Les liens entre le Maroc et les États-Unis s’enracinent dans une histoire aussi ancienne que prestigieuse. Dès 1786, les deux nations scellaient un traité d’amitié, devenant ainsi les premières à officialiser leur relation diplomatique. Plus de deux siècles et demi plus tard, cette alliance n’a cessé de se renforcer, s’étendant bien au-delà des simples échanges commerciaux pour embrasser une coopération politique, militaire et culturelle sans précédent.

Une reconnaissance mutuelle au cœur des relations

Le Roi Mohammed VI a récemment marqué l’anniversaire des 250 ans de l’indépendance américaine en adressant un message chaleureux au président Donald Trump. Dans ce courrier, Sa Majesté a salué la profondeur des relations bilatérales, qualifiées de « riches et fructueuses », et rappelé avec fierté que le Maroc fut le premier pays à reconnaître la souveraineté des jeunes États-Unis. Une reconnaissance qui, selon le Souverain, s’inscrit dans une fidélité réciproque et une amitié indéfectible entre les deux peuples.

Le Roi Mohammed VI a également exprimé sa gratitude pour la décision américaine de reconnaître officiellement la souveraineté marocaine sur le Sahara, un acte qualifié de « gravé dans la mémoire des Marocains ». Cette prise de position, sous l’administration Trump, a marqué un tournant dans les relations bilatérales, selon les propos du Souverain.
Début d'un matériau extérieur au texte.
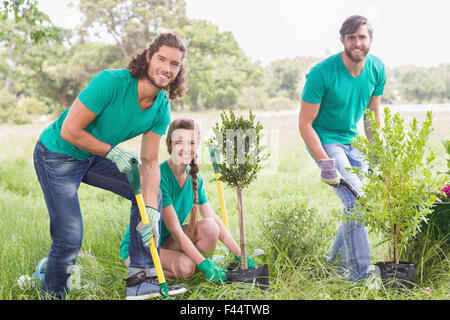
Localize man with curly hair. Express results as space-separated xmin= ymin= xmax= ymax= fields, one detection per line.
xmin=34 ymin=33 xmax=187 ymax=299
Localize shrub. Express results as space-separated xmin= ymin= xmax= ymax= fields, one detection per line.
xmin=261 ymin=201 xmax=331 ymax=262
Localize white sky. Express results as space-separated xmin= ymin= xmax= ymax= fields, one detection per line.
xmin=38 ymin=0 xmax=450 ymax=67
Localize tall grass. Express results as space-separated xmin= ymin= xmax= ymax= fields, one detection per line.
xmin=0 ymin=119 xmax=450 ymax=300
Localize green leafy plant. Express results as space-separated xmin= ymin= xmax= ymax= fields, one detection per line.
xmin=209 ymin=108 xmax=268 ymax=269
xmin=354 ymin=108 xmax=439 ymax=264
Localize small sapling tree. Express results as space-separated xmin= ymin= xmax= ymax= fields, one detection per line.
xmin=353 ymin=108 xmax=439 ymax=264
xmin=210 ymin=109 xmax=268 ymax=269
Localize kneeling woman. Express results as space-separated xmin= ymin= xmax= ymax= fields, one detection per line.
xmin=120 ymin=119 xmax=255 ymax=282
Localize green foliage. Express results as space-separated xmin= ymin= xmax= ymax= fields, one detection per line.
xmin=211 ymin=109 xmax=268 ymax=189
xmin=0 ymin=0 xmax=58 ymax=43
xmin=0 ymin=90 xmax=30 ymax=124
xmin=261 ymin=201 xmax=331 ymax=264
xmin=442 ymin=140 xmax=450 ymax=174
xmin=78 ymin=0 xmax=186 ymax=59
xmin=179 ymin=20 xmax=259 ymax=110
xmin=354 ymin=108 xmax=439 ymax=263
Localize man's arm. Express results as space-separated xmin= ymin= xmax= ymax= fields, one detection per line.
xmin=364 ymin=96 xmax=381 ymax=142
xmin=298 ymin=100 xmax=328 ymax=160
xmin=139 ymin=131 xmax=161 ymax=209
xmin=61 ymin=98 xmax=111 ymax=156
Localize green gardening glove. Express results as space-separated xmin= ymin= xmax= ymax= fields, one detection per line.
xmin=106 ymin=147 xmax=139 ymax=174
xmin=136 ymin=206 xmax=161 ymax=247
xmin=236 ymin=253 xmax=257 ymax=269
xmin=197 ymin=258 xmax=227 ymax=283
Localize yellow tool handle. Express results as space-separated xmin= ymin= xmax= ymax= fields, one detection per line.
xmin=216 ymin=172 xmax=230 ymax=230
xmin=136 ymin=194 xmax=166 ymax=283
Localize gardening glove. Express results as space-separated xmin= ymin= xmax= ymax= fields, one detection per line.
xmin=197 ymin=258 xmax=227 ymax=283
xmin=136 ymin=206 xmax=161 ymax=247
xmin=106 ymin=147 xmax=139 ymax=174
xmin=319 ymin=158 xmax=340 ymax=187
xmin=236 ymin=253 xmax=257 ymax=269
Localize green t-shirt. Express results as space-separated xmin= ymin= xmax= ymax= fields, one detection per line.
xmin=302 ymin=53 xmax=386 ymax=144
xmin=159 ymin=161 xmax=208 ymax=244
xmin=40 ymin=69 xmax=170 ymax=160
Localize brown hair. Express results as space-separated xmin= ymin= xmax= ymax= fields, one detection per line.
xmin=339 ymin=15 xmax=373 ymax=38
xmin=127 ymin=33 xmax=187 ymax=100
xmin=166 ymin=118 xmax=200 ymax=241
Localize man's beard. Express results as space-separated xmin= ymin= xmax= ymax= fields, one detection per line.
xmin=344 ymin=48 xmax=370 ymax=62
xmin=145 ymin=73 xmax=173 ymax=90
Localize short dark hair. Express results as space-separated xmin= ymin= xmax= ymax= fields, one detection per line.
xmin=339 ymin=15 xmax=373 ymax=38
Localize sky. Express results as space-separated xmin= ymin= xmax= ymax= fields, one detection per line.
xmin=38 ymin=0 xmax=450 ymax=67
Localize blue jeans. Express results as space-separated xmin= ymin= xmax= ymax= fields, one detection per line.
xmin=316 ymin=143 xmax=370 ymax=281
xmin=33 ymin=140 xmax=162 ymax=298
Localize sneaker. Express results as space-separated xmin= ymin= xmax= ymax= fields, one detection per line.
xmin=126 ymin=270 xmax=186 ymax=300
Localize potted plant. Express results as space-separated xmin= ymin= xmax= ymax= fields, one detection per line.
xmin=209 ymin=108 xmax=268 ymax=270
xmin=352 ymin=107 xmax=437 ymax=287
xmin=429 ymin=140 xmax=450 ymax=242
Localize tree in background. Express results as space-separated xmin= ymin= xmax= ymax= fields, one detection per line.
xmin=78 ymin=0 xmax=186 ymax=59
xmin=179 ymin=20 xmax=261 ymax=110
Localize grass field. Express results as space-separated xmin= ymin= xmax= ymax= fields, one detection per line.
xmin=0 ymin=106 xmax=450 ymax=300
Une coopération sécuritaire et militaire exemplaire

Sur le plan stratégique, le Maroc et les États-Unis ont forgé un partenariat considéré comme un « modèle d’excellence ». Le Souverain a notamment cité l’exercice militaire « African Lion », symbole de cette collaboration militaire sans faille. Les échanges commerciaux, eux aussi, ont atteint des niveaux records, illustrant la vitalité économique de cette alliance.
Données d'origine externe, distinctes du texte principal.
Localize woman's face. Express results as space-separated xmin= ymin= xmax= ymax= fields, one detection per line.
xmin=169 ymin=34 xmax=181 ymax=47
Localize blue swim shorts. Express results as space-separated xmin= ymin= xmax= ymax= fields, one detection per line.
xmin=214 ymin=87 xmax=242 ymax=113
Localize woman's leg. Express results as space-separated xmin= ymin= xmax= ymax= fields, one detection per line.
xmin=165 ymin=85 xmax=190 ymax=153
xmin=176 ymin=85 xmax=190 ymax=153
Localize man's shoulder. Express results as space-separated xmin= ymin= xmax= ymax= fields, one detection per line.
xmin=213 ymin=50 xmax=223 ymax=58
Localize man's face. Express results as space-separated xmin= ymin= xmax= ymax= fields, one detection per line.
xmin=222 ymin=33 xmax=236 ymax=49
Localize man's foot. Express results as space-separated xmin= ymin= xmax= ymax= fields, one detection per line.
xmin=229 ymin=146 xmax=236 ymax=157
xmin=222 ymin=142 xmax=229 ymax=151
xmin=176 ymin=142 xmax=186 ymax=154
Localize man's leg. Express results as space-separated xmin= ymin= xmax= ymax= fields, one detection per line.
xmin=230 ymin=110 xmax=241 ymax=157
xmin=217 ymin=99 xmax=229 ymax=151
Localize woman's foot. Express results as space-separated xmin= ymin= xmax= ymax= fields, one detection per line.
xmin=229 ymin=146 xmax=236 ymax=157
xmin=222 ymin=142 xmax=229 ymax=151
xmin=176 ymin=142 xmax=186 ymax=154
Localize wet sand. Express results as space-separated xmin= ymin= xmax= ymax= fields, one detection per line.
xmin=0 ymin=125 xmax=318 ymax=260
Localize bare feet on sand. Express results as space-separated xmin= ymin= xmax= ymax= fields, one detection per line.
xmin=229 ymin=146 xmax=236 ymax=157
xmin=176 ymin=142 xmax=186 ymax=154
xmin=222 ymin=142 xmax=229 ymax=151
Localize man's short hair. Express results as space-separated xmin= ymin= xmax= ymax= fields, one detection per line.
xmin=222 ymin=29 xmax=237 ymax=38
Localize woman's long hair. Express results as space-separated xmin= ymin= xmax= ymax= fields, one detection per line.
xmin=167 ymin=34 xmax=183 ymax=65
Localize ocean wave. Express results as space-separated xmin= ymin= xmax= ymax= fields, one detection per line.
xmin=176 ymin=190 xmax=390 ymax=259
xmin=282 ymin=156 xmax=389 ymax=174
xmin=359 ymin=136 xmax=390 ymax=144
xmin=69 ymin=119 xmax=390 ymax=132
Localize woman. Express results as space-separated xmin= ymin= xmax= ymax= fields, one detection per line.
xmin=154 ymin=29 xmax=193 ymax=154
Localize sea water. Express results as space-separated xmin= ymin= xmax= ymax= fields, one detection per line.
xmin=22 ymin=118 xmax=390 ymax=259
Cette relation exceptionnelle trouve son origine dans un geste historique : le Maroc fut le premier État à reconnaître les États-Unis après leur indépendance, mettant fin à six années de conflit avec la Grande-Bretagne. Au-delà de ce soutien diplomatique, le Maroc a apporté un appui décisif aux États-Unis lors de la guerre de Sécession, refusant catégoriquement toute tentative de division du territoire américain. Les autorités marocaines avaient alors intercepté des séparatistes débarqués à Tanger, les empêchant d’utiliser les ports du pays comme base arrière.
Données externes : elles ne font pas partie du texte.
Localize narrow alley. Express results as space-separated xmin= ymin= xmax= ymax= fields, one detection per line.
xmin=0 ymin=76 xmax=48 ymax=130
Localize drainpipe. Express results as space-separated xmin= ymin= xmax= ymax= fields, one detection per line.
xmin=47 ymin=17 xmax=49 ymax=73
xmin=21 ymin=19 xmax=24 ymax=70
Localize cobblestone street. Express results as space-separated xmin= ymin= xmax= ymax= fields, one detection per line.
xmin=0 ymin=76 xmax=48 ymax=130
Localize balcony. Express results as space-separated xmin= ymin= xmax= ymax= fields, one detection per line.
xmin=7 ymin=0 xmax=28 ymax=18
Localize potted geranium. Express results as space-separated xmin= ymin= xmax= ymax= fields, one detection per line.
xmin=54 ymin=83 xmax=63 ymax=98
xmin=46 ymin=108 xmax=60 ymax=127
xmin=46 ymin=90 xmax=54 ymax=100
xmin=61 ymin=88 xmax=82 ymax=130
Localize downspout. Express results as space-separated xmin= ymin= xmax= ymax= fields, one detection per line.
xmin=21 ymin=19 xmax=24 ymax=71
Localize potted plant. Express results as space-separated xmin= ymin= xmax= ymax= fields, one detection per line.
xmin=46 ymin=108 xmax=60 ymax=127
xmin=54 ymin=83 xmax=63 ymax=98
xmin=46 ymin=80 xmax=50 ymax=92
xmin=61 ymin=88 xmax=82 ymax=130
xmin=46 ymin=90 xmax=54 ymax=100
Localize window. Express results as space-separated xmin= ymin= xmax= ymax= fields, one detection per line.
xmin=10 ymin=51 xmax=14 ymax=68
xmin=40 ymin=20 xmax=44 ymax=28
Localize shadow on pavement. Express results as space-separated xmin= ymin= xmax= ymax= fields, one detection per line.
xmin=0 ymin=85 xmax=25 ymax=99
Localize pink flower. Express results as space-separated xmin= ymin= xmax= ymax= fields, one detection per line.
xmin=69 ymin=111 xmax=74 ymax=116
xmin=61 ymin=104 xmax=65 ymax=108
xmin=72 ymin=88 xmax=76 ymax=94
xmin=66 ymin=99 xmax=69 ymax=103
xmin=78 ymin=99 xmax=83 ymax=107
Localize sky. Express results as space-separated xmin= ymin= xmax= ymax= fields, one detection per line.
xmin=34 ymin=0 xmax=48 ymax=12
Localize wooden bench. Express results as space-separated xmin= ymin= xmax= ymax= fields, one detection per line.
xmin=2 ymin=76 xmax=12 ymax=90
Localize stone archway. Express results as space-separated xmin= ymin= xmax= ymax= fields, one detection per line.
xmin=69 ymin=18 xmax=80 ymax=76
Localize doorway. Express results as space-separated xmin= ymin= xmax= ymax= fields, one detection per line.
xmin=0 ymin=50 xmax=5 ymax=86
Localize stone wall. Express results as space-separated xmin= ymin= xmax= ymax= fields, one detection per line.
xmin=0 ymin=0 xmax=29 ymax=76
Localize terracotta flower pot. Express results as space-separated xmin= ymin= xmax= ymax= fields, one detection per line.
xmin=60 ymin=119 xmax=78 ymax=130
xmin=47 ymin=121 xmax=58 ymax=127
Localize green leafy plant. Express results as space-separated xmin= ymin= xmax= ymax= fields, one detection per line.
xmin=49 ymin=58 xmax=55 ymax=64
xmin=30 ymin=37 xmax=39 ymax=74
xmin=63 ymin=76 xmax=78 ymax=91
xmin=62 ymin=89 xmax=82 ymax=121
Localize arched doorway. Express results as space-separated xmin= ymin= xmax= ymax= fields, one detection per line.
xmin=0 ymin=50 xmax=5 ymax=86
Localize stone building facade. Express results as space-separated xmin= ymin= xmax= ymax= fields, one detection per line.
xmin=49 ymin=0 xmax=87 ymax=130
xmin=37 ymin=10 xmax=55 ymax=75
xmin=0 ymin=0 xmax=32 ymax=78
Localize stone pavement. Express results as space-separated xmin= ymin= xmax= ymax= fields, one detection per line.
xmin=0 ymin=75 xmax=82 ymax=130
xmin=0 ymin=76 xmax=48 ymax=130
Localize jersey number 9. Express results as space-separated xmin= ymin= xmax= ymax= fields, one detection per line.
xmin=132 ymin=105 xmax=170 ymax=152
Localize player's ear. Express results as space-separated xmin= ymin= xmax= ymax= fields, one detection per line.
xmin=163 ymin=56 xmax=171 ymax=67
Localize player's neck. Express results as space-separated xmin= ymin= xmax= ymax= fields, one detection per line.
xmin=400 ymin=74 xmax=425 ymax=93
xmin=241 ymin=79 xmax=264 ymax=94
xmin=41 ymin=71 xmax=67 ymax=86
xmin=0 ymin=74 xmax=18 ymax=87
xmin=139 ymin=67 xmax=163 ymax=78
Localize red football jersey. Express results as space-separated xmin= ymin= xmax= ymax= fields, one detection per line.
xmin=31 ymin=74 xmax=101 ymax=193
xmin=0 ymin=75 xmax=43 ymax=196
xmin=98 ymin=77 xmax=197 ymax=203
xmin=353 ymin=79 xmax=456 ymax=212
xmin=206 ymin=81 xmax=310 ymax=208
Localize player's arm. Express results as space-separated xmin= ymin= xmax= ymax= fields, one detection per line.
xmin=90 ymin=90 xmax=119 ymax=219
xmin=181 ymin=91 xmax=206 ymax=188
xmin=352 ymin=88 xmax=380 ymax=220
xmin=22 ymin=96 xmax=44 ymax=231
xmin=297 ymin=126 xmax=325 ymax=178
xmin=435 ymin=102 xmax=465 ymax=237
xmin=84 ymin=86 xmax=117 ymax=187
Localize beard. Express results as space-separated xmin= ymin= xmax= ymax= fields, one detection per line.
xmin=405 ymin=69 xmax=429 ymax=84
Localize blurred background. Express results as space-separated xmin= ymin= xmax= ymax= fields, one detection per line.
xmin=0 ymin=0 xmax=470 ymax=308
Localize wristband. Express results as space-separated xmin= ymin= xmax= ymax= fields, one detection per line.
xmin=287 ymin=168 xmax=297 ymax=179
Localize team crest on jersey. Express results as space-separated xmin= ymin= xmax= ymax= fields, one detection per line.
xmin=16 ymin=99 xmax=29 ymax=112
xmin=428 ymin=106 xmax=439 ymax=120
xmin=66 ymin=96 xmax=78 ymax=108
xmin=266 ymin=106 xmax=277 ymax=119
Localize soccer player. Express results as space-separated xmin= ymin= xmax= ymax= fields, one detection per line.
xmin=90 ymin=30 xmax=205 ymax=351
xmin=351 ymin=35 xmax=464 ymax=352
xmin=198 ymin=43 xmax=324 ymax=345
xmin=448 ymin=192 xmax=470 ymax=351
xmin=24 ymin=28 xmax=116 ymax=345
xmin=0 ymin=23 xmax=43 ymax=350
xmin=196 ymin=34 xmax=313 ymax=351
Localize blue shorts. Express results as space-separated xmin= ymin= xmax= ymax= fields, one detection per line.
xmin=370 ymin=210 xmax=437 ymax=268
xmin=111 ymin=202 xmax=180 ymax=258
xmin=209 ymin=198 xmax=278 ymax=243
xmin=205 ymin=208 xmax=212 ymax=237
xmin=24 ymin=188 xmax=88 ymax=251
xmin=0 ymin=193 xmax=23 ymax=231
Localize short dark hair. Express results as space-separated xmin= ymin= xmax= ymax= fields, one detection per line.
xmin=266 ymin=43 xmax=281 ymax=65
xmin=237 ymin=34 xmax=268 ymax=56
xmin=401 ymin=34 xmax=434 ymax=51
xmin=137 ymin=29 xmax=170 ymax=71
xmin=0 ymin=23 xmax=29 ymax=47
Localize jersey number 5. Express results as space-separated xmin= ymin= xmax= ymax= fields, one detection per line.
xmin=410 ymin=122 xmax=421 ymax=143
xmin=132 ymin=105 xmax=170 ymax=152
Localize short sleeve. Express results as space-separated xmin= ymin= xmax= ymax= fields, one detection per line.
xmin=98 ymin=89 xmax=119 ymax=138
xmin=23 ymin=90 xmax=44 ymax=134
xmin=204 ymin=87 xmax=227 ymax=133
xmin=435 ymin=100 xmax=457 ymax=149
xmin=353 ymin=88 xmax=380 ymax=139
Un héritage diplomatique à valoriser

Cette constance et cette loyauté envers une puissance lointaine constituent un héritage unique, un modèle de coopération bilatérale sans équivalent dans l’histoire moderne. Un tel legs mérite d’être mis en lumière, non seulement pour célébrer cette alliance, mais aussi pour en tirer des enseignements en matière de diplomatie internationale. Il s’agit d’un patrimoine politique et diplomatique qui pourrait inspirer d’autres nations dans leurs relations bilatérales.

Ce partenariat historique impose une forme de dette morale aux États-Unis, une dette que les générations futures se doivent d’honorer. Il rappelle aux Américains l’importance de préserver les intérêts du Maroc, de respecter sa souveraineté et de contribuer à la préservation de son intégrité territoriale, sans jamais céder à des positions ou décisions contraires à ces principes.